Security software?

[Ryan Miller]

Does anyone have any good ideas for security and tracking software? Our school network was recently hacked - no clue how or who obtained the password.

[darkfiber1010]

How exactly was your school network hacked? And what kinds of security do you currently have now? Is the school using a domain with policies and restricted user accounts etc.? Is there any kind of firewall?

I used to work at a high school here's 7 things I recommend

(I know 10 would have sounded better but I ran out of ideas lol)

1. Use a domain server such as windows 2000 or 2003 and make a domain called "student" or something. Have a user name and password for each student. And make a group policy in active directory for all students that restricts access to everything you don't want them to have access to. This does two things. First it allows you to keep track of who did what a little better by using user names. Second it strictly defines what users can and can't do on the computers.

2. Before you let any student even get near a computer make sure it is locked down tight. All security patches, strong passwords on local administrator account, BIOS passwords, disable booting from anything but hard drives, etc. And don't use windows 98 if it can be helped (I know there are a lot of you who still like 98, it was good in its time, but it is a huge security risk when it is in a network environment, especially a school.)

3. Have a good hardware firewall I'm brainwashed into using Cisco PIX but they are pretty pricey so if it’s not in the budget, check out Sonic Wall or other vendors.

4. Have a good router, once again I'm a Cisco guy but I know they are expensive. Just don't rely on something like a Linksys model that was made for home use, get something made for serious work. Implement Access Control Lists on the router.

5. Use something for Internet filtering as in what students can and can't see on the internet. You can do this manually by blocking sites on the router etc. Or subscribe to a nice service like Websense that will do relatively everything for you and allow a wide range of management capabilities. I know the district I used to work for made it mandatory to use a product like Websense. Websens is costly though.

6. This might be a no brainer but use strong passwords at least 6 characters, letters, numbers, ASCII symbols @!#$, etc. No words and don't use the same passwords for the router, firewall and administrative accounts.

7. Make a strict computer usage agreement describing what the students can and can't do. Make them sign it and make sure they know what will happen to them if they break it.

I know I've focused mainly on students as a security risk so far but from my past experience it’s not a bad idea to enforce similar security school wide, meaning for the teachers and administration as well.

Hope this helps and let me know how things go, Jon.

[Ryan Miller]

I'm a volunteer techie and I think someone may have obtained the sam file from the local machine? That's just the "main" way I can think of.

We do have everything pretty tight though. They are not able to use run - so that takes care of some issues.

The problem is I have no clue how they would have obtained a sam file?

We're using Novell 6.5.

[darkfiber1010]

It is possible it was the SAM file, there are many programs such as SAM Rape that will allow this.
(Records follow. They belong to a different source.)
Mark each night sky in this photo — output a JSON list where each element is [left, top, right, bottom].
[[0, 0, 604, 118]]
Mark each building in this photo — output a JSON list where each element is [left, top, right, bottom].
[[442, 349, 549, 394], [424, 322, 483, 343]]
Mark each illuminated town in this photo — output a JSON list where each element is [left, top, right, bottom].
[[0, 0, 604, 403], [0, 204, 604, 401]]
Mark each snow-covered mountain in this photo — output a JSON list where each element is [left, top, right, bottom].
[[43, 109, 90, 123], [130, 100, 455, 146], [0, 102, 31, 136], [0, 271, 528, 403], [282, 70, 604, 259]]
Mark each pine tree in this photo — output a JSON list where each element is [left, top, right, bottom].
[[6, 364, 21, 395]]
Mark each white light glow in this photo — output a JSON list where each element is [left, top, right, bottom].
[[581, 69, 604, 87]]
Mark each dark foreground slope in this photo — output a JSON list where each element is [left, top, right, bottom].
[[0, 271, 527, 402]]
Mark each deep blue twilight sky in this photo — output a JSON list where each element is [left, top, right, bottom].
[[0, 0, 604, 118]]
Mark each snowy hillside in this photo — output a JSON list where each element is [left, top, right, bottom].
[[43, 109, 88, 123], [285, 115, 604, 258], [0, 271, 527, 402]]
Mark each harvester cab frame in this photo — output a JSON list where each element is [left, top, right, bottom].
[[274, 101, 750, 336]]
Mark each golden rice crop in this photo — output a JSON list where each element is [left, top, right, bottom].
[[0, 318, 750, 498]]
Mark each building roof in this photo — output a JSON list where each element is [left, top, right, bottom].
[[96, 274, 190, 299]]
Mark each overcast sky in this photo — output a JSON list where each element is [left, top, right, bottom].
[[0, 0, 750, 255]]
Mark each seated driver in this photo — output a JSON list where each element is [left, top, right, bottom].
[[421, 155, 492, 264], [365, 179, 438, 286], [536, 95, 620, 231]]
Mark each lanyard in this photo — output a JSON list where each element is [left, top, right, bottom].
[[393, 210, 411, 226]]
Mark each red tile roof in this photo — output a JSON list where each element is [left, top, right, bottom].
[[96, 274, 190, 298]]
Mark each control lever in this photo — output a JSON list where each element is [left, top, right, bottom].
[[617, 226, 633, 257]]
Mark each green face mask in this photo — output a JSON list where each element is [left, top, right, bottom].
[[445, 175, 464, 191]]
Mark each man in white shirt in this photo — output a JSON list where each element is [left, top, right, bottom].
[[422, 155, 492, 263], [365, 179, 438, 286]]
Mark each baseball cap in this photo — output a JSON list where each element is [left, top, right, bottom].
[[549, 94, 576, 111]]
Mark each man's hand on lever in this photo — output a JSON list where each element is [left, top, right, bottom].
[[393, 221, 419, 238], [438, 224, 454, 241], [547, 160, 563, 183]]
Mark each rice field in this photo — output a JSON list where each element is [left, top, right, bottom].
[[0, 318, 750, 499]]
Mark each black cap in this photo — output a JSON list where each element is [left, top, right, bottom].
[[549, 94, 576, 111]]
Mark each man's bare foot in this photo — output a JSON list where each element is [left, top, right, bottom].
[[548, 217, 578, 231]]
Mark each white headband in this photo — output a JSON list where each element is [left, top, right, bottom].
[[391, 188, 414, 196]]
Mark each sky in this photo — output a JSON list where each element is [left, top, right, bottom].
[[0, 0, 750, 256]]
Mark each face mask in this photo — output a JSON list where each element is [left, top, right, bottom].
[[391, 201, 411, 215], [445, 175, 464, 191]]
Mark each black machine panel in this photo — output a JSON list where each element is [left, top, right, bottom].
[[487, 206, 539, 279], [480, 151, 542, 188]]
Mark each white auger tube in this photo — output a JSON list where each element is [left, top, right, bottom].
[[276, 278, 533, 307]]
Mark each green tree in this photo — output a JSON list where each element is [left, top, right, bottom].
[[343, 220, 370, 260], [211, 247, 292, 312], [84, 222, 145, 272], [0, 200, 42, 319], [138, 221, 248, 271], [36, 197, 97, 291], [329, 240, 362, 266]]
It is also possible it was another password cracking program like LC5 (lopht crack) which has pre-compiled databases of possible passwords and is very effective. Most of these programs however only work if they can be booted to.
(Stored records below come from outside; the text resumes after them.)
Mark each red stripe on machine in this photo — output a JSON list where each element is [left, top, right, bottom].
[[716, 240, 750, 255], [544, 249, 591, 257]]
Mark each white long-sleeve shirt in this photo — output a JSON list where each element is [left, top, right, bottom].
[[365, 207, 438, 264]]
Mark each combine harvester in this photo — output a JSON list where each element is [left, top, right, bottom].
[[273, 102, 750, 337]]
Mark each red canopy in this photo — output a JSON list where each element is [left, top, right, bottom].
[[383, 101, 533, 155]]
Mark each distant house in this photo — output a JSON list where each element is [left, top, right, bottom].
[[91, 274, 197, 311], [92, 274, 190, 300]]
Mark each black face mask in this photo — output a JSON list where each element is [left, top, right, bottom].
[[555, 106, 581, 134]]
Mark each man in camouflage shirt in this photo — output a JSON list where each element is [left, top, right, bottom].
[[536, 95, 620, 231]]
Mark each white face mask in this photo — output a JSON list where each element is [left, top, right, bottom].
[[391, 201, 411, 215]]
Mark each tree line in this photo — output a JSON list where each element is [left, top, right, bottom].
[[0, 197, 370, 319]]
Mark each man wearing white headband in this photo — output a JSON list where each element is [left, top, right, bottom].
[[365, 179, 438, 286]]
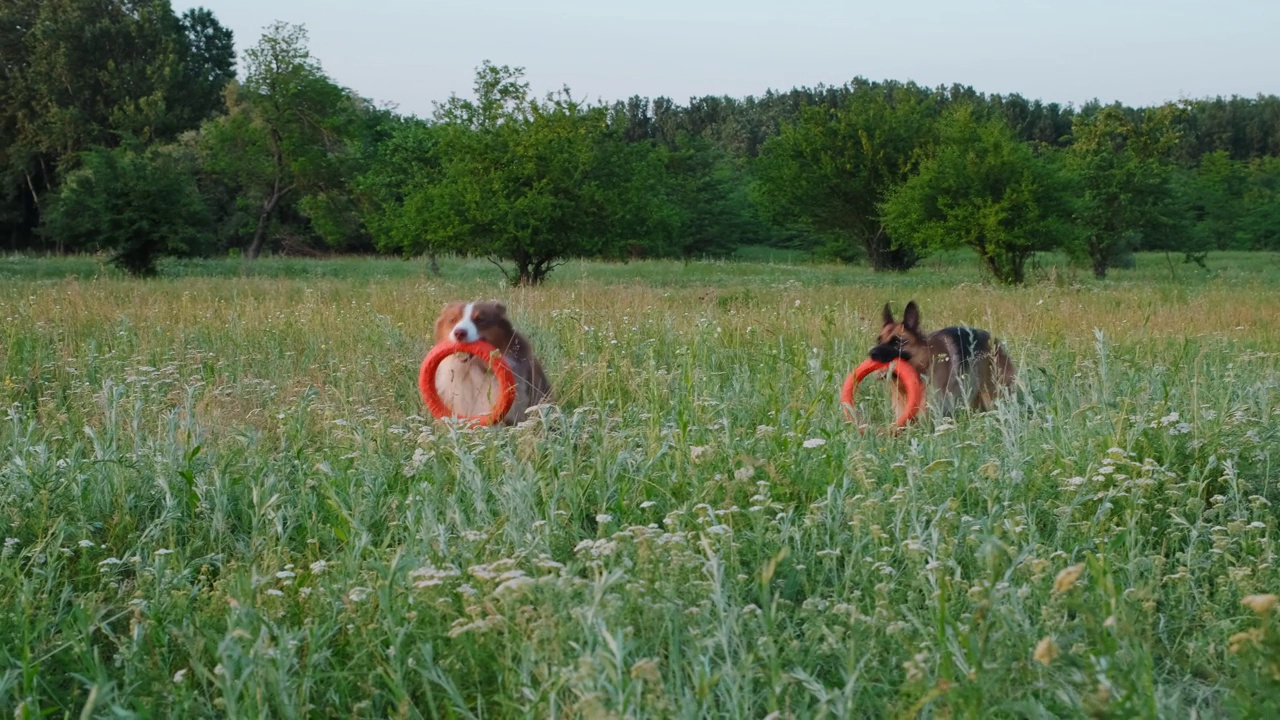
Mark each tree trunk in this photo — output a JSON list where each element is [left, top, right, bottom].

If you have the computers booting from hard drive only and are using BIOS passwords then this probably isn't the case. (Unless they physically opened the box, cleared the CMOS settings and changed the BIOS configuration but that is rare)

Another possibility is that the students might have copied the SAM file from the computer and cracked it off site. I would recommend restricting access to the search function on the computers and also hiding the C drive so they can not see or access it.

Finally they could have installed a program while they were logged on like a keylogger or password cracking software. However if you are restricting them from installing programs then this probably isn't the case.

I know your original question was about security and tracking software but if you have Novell already you should be able to create the correct policies in order to lock down the network. However, here is a list of possible choices. http://www.adminfavorites.com/cat_security/

I havn't tired many of them, but Fortress seems to be popular these days.

[Ryan Miller]

Thank you for the suggestions. I was wondering if there was a way to like clear the sam file on exit. Probably not, but it did come accross my mind.

I will forward these suggestions to my tech group.